Before retiring, Warren Buffett’s Berkshire Hathaway took a $4.3 billion stake in Alphabet (NASDAQ: GOOG) thanks to the company’s network effect. In Plain English, Alphabet became more valuable the more people used it. Millions of people use it, which created a powerful network effect that may have become too much for Buffett to ignore any longer.

Plus, it became impossible to ignore the double-digit revenue growth of subscription, platforms, devices, and Google Cloud. That, and Alphabet’s newest AI Overviews had already attracted about two billion monthly users, which strengthened its network effect.

Making itself more attractive, the company said it would spend $200 billion on capex, instead of the expected $150 billion. According to CEO Andy Jassy, that’s happening because of strong demand for existing Alphabet offerings and opportunities in AI, semiconductors, and semiconductors.
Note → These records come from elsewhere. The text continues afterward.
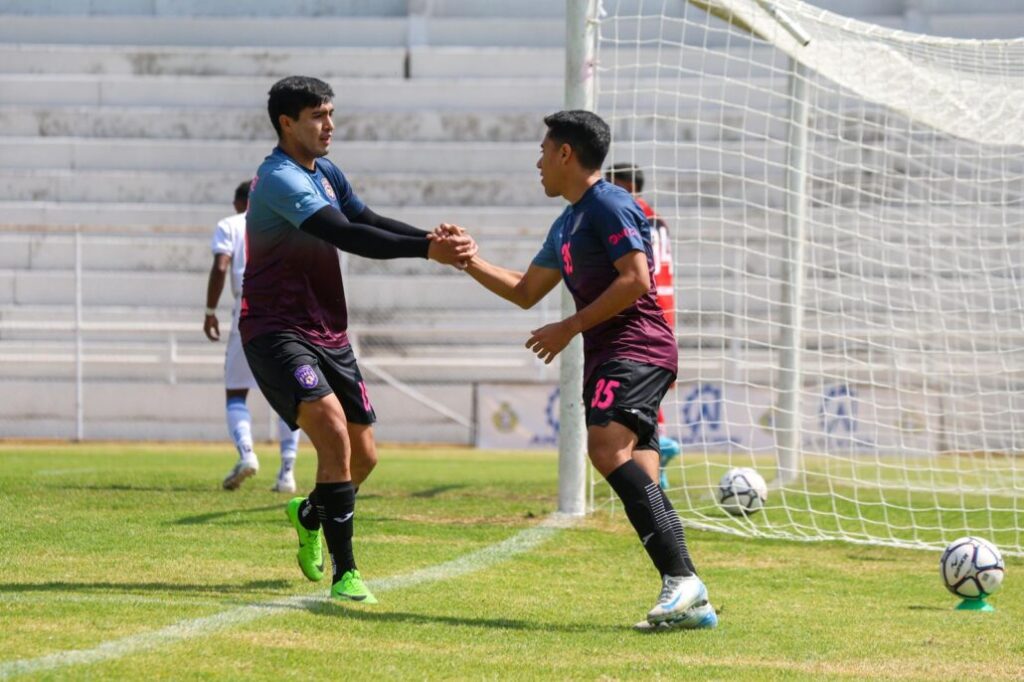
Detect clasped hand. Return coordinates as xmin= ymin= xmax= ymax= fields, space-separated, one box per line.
xmin=427 ymin=222 xmax=479 ymax=269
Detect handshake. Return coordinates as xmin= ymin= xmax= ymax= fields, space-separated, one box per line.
xmin=427 ymin=222 xmax=480 ymax=270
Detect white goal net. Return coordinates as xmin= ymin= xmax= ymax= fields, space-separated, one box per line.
xmin=595 ymin=0 xmax=1024 ymax=555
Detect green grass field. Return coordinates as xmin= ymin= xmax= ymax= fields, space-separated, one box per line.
xmin=0 ymin=444 xmax=1024 ymax=680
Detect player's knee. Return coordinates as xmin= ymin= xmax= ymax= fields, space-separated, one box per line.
xmin=587 ymin=441 xmax=632 ymax=476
Alphabet’s earnings have been just as impressive

In its most recent quarter, Alphabet posted EPS OF $2.82, which beat estimates by 18 cents. Revenue of $113.82 billion, up 18% year over year, beat by $2.34 billion.
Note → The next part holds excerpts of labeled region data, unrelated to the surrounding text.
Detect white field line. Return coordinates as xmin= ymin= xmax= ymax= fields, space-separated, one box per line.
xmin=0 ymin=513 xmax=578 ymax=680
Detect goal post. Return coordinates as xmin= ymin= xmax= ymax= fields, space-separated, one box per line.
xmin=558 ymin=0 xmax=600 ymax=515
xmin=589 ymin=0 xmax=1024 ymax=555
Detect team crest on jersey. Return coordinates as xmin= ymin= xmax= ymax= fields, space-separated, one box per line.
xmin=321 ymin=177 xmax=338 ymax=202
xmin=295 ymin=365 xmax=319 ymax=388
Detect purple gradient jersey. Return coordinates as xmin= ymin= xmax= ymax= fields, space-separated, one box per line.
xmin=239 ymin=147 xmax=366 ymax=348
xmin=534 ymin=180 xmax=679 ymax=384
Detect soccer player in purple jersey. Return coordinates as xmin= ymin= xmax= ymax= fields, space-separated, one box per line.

In addition, as noted by Seeking Alpha, “Google Services revenues increased 14% to $95.9 billion, led by 17% growth in Google Search & other,17% in Google subscriptions, platforms, and devices, and 9% in YouTube ads.”

Sundar Pichai, CEO of Alphabet, added: “It was a tremendous quarter for Alphabet and annual revenues exceeded $400 billion for the first time. The launch of Gemini 3 was a major milestone, and we have great momentum. Our first party models, like Gemini, now process over 10 billion tokens per minute via direct API use by our customers, and the Gemini App has grown to over 750 million monthly active users. Search saw more usage than ever before, with AI continuing to drive an expansionary moment.”
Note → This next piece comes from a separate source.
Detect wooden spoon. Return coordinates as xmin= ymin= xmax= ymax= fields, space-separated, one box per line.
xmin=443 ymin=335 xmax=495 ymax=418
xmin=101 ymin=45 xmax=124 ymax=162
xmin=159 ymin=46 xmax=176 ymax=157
“We continue to drive strong growth across the business. YouTube’s annual revenues surpassed $60 billion across ads and subscriptions; we now have over 325 million paid subscriptions across consumer services, led by strong adoption for Google One and YouTube Premium. And Google Cloud ended 2025 at an annual run rate of over $70 billion, representing a wide breadth of customers, driven by demand for AI products.”